À une minute de la fin du match, l’équipe de France tenait son billet pour la World Cup. Mais elle a failli, cédant sur une frappe d’anthologie de Kostadinov. Un but synonyme d’élimination, mais surtout d’une immense remise en question pour le foot hexagonal.

France 1-2 Bulgarie

Buts : Cantona (32e) pour la France // Kostadinov (39e et 90e+1)
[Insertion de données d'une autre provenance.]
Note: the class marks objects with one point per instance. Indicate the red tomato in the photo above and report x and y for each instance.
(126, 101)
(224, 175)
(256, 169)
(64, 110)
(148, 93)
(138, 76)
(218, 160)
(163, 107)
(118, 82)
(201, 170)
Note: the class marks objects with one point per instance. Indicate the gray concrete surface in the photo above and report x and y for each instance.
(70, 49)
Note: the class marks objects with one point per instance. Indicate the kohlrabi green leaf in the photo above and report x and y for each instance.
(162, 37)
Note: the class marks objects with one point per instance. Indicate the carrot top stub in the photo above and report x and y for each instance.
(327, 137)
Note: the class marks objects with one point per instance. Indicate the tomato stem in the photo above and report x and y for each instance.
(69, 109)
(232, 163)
Les Bleus ne verront pas l’Amérique. Et à vrai dire, tout le monde le craignait depuis un mois. Ou plutôt, le sentait venir. En premier lieu le speaker du Parc des Princes. Le 13 octobre, il avait rythmé l’avant-match face à Israël en balançant le célèbre tube de Joe Dassin, L’Amérique, via sa sono. Comment les Bleus, en tête de leur groupe à deux journées de la fin, pouvaient-ils manquer le rendez-vous de la prochaine Coupe du monde avec deux rencontres à domicile à disputer ? Cette fois-ci, le speaker s’est ravisé. Et il a bien fait. Parce que ces joueurs-là ne méritaient pas d’aller aux USA. Et ce, alors que les clubs français sur la scène européenne n’ont jamais semblé aussi forts. Dire qu’un match nul suffisait. Dire que les hommes de Gérard Houllier avaient ouvert le score. Dire que le résultat était acté jusqu’à deux secondes de la fin du temps réglementaire… En arrachant cette qualification inespérée pour la grand-messe du foot mondial, les coéquipiers de Stoitchkov ont gagné le droit, ce soir, de faire le tour des cabarets de la capitale jusqu’au petit matin tant leur situation semblait désespérée il y a cinq semaines.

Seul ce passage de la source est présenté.